Effects of Modality, Surface-Type and Surface-Smoothness on the Discrimination of Texture

Abstract

This study assessed the performance of participants in haptic and visual discrimination tasks involving the surfaces: abrasive paper and Japanese sharpening water stones. A recent study using abrasive paper surfaces showed that participants' visual discrimination of smooth stimuli was more accurate than the haptic discrimination of those same smooth stimuli (Bozoglu-Sinclair, 2001). These results differed from those of an earlier experiment, which examined visual and haptic performance in the discrimination of Japanese sharpening waterstones and found that participants in the haptic condition performed better than those in the visual condition with smooth stimuli (Heller, 1989, Experiment 2). In both previous experiments, the participants in the haptic and visual conditions performed equivalently with rough stimuli.

The current study employed a 2 (modality) x 2 (smoothness) x 2 (surface) design using Heller's procedure. Data for both accuracy and inspection time were analyzed. Of interest was whether Heller's results for accuracy of performance would be obtained with a different type of surface (i.e., silicon carbide). As in the experiment by Bozoglu-Sinclair, data for inspection time were also analyzed to determine whether, as in that study, visual inspection time would be shorter than haptic inspection time for examination of both rough and smooth stimuli. In addition, optical profilometry was employed to obtain roughness values in microns for each stimulus.

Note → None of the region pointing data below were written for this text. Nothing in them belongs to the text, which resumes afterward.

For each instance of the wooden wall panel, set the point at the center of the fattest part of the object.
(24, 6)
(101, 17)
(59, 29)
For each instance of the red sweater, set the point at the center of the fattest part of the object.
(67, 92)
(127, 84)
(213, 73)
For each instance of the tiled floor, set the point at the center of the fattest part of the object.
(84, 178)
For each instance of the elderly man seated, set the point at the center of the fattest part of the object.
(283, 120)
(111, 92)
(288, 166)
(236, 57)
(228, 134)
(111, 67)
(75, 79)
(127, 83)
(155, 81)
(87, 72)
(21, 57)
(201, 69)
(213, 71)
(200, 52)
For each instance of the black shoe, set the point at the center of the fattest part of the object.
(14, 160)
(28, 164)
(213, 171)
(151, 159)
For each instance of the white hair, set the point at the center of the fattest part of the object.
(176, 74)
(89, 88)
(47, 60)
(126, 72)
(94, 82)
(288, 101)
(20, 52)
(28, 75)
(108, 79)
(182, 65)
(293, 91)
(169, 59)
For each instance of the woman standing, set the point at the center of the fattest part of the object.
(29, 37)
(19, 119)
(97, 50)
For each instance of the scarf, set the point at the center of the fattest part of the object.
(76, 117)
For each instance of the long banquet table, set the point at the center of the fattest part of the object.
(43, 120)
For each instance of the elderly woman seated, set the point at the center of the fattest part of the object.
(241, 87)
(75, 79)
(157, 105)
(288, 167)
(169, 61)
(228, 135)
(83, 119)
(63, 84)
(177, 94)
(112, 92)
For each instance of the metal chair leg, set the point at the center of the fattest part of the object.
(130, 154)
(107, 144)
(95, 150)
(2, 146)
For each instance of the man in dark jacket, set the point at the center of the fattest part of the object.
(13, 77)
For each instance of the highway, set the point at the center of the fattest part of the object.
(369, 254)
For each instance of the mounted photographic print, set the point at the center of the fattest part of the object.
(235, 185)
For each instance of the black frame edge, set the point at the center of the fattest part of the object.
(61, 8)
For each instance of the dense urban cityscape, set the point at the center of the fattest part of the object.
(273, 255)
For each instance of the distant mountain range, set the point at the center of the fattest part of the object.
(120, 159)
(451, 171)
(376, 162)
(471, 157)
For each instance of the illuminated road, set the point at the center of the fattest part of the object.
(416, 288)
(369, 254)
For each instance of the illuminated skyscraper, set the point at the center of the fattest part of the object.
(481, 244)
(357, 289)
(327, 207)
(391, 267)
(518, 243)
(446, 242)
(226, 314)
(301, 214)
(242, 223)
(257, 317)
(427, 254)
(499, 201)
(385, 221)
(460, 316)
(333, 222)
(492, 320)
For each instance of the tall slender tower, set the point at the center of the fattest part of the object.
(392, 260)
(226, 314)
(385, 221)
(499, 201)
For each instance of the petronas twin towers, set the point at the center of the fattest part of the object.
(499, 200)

Results for accuracy differed from previous findings in that the haptic and visual conditions were equivalent for both rough and smooth stimuli. Inspection time results, however, showed that participants in the visual and rough conditions made judgments significantly faster than those in the haptic and smooth conditions respectively. Results from optical profilometry indicated that the manufacturer's scale of micron values led to different ranking of the stimuli for the silicon carbide condition and different roughness values for both silicon carbide and Japanese waterstones. Performance measures seemed to be more congruent with the optical profilometry values than with the original scale. These results highlight the desirability of using optical profilometry in evaluating stimulus materials.